Napoleon started a fad for cashmere shawls when he gave his
second wife, Empress Eugenie, seventeen of them. Queen Victoria
shared the passion. And, Beau Brummell stirred envy when he
sported his white cashmere waistcoat early in the 19th century.
The name cashmere originates from the Kashmiri goats of the
Himalayas. Cashmere wool is the downy undercoat that grows
from midsummer to winter in varying quality by all goats.
Long guard hair protects the cashmere undercoat from the
elements and is removed in the spring by shearing or
gradually combing the hair to remove the down.

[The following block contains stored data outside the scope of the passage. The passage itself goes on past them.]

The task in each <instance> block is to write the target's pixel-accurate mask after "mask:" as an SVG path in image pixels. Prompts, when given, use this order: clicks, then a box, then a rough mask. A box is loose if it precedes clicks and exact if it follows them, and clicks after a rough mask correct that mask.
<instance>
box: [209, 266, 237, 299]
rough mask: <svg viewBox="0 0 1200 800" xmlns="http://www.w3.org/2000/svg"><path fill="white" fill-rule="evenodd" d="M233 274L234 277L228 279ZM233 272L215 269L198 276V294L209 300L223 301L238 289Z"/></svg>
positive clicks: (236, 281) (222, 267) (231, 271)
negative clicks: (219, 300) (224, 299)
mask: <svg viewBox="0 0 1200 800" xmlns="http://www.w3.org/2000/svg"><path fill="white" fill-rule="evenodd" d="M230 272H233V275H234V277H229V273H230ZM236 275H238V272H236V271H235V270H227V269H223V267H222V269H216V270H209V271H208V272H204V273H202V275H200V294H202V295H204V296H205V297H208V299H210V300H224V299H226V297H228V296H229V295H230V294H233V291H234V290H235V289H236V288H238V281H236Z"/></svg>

Each goat
produces 3 to 8 ounces of cashmere down per year and the
average single-ply women's sweater requires the wool of 3 or
4 goats or approximately 10 ounces of wool. The quality of
the wool is defined by the length, texture, and diameter of
the fibres. These quality standards are affected by the
climate in which the goats are raised and the nutrients that
they consume.
Mongolia's climate and geography is suited
for herding cashmere goats, who thrive in harsh dry
mountainous climates and produce the highest quality of
wool. In moderate climates, goats loose the ability to grow
the downy coats that produce quality cashmere for garments.
A significant quality differential exists between wool
produced in Britain and the Himalayas. The British were
content to import raw wool from China until the recent of
competition over the cashmere supply became a concern.
Origins of Cashmere
The world's best cashmere comes from China and Mongolia, where
the highest level of handwork is the foundation for our
exceptional sweaters. The unequalled quality of Chinese-made
garments brings value to the sweater you will enjoy for many
years.
What is Cashmere?
It is the down shed annually by goats living in the high,
dry plateaus that stretch from northern China into Mongolia,
surrounding the Gobi Desert. In order for these goats to survive
they have coarse outer hair that repels the weather. Beneath
that external coat lies a much finer fiber, which
insulates these animals from the bitter cold.
Cashmere goats are a type, not a
breed. Most goat breeds, except Angora, can produce this down in
varied quantities and may be called cashmere goats. There is no
such thing as a "purebred" cashmere goat.
It takes each of
these rare goats four years to produce enough fiber for one
sweater. In order to collect the fiber, each goat is combed
by hand every spring. The fleece is then collected and sorted by
hand. In addition, the sweaters are usually knit on
hand-operated machines. Converting into our luxurious
garments is achieved only with extraordinary time and skill.
The fleece consists of the very fine, crimpy down and the
usually longer, outside, coarse, straight guard hairs. A goat
that does not display both types of fiber should be avoided.
Fibers must be separated, either by combing out the
down or by using a commercial dehairer on sheared fibres. The
longest, finest down is used in knitted garments and the shorter
down in woven fabrics. The separated guard hairs go into rugs or
hair canvas used in tailored garments.